Esta dinámica favorece la polarización, sobre todo en aspectos políticos, lo que actúa como un mecanismo de retención muy eficaz. También actúa así la proliferación de información falsa, que retroalimenta esta polarización y se propaga seis veces más rápidamente que la verídica. Se ha hablado mucho de una posible inteligencia artificial que en un futuro podría destruir a la humanidad. Pero quizás no se ha hablado tanto de la inteligencia artificial que utilizan las redes sociales y que ya ha provocado cambios reales en el mundo. En 2016 Donald Trump gastó 44 millones de dólares en casi 6 millones de anuncios en Facebook, durante una campaña que contribuyó a una polarización medible y estudiada de la sociedad norteamericana (Hillary Clinton publicó 66.000). La misma red se utilizó en 2016 en Birmania para azuzar la violencia hacia los rohingyas, una minoría musulmana que vive en la costa oeste del país.
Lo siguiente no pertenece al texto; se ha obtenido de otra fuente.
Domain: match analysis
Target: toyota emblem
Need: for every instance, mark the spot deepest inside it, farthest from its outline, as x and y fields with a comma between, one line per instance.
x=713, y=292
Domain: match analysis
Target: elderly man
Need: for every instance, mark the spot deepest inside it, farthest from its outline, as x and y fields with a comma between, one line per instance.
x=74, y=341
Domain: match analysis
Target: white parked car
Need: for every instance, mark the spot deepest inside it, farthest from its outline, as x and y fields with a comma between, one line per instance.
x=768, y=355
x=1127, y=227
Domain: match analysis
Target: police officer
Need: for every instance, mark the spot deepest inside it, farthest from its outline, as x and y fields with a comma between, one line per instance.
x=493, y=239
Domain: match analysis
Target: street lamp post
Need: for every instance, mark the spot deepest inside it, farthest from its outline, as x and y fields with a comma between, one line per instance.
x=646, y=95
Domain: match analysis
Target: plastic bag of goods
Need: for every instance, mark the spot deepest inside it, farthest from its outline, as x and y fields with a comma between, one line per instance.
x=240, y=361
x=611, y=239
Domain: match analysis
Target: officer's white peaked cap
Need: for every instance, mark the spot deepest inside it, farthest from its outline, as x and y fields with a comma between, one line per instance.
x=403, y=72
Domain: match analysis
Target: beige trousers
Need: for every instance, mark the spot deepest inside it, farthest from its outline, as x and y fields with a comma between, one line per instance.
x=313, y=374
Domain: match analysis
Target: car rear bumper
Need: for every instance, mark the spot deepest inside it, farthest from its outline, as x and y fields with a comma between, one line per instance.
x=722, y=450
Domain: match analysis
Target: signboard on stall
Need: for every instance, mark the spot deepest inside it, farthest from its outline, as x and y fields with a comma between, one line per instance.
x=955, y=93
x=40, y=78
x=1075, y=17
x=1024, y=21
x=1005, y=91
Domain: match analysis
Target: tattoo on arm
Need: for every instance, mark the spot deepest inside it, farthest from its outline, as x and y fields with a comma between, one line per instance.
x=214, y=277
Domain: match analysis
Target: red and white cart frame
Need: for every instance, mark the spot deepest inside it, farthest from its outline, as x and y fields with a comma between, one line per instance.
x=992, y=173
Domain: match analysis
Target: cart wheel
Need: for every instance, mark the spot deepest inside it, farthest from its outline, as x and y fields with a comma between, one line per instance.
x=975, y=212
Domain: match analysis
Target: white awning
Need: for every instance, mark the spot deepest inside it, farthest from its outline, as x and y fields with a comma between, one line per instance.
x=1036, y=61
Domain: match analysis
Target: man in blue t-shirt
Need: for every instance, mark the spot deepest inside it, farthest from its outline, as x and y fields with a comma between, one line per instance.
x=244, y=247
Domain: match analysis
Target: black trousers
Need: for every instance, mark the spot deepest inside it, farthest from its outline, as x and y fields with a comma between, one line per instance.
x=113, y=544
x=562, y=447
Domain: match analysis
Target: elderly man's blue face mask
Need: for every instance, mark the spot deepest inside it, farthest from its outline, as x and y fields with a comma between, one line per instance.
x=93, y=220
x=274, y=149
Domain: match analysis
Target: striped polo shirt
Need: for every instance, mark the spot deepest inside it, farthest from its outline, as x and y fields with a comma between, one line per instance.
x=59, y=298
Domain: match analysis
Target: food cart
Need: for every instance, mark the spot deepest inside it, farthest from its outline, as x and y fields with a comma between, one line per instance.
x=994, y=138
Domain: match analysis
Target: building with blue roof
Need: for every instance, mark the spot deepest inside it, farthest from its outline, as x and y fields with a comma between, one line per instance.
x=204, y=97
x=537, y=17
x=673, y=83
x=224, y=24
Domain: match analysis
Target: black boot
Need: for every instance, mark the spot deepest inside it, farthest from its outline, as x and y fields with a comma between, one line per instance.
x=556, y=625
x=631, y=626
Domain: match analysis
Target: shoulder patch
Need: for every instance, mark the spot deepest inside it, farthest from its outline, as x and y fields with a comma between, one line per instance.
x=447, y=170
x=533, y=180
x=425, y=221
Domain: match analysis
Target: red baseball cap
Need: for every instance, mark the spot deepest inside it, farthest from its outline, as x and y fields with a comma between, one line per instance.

Según Gibert, uno de los aspectos que hacen más compleja la situación es que “lo que se considera ético depende del contexto cultural”. Un grupo de expertos de la Comisión Europea elaboró hace un año unas recomendaciones para utilizar los algoritmos de inteligencia artificial de manera respetuosa con los datos y la privacidad pero que, según la catedrática, “están enfrentadas con lo que es ético en otros países”. Además, añade, “el mercado de aplicaciones digitales está deslocalizado geográficamente, y todo ello a Europa le genera un conflicto de competitividad”.
Regular un mundo algorítmico
Cultura ciudadana y regulación con exigencia de transparencia
Los datos no desaparecerán. Tampoco lo harán la capacidad de computación ni los algoritmos. Pero los algoritmos no se construyen solo con datos, sino también con decisiones humanas sobre qué datos se utilizan y cómo. “Desde la vertiente técnica, poca cosa podemos hacer -dice Puyol-Gruart-, la regulación tiene que venir de la política”. A parecer de Gibert, una de las claves para mejorar la situación actual es “que haya una cultura ciudadana y que cada uno tenga criterios para decidir cómo se relaciona con la tecnología, qué datos cede y en qué condiciones”.
Por otro lado, “las empresas tendrían que ser transparentes y explicar con qué criterios diseñan los algoritmos y con qué datos los entrenan, lo que es perfectamente compatible con el secreto industrial”, explica Gibert. Como la regulación de toda esta potencia algorítmica es compleja y, por lo tanto, lejana, el uso o abuso actual de esta tecnología depende de cada uno. De forma que si queréis abriros al mundo y no realimentar vuestra burbuja digital, es mejor que no leáis este texto si os llega a través de alguna red social.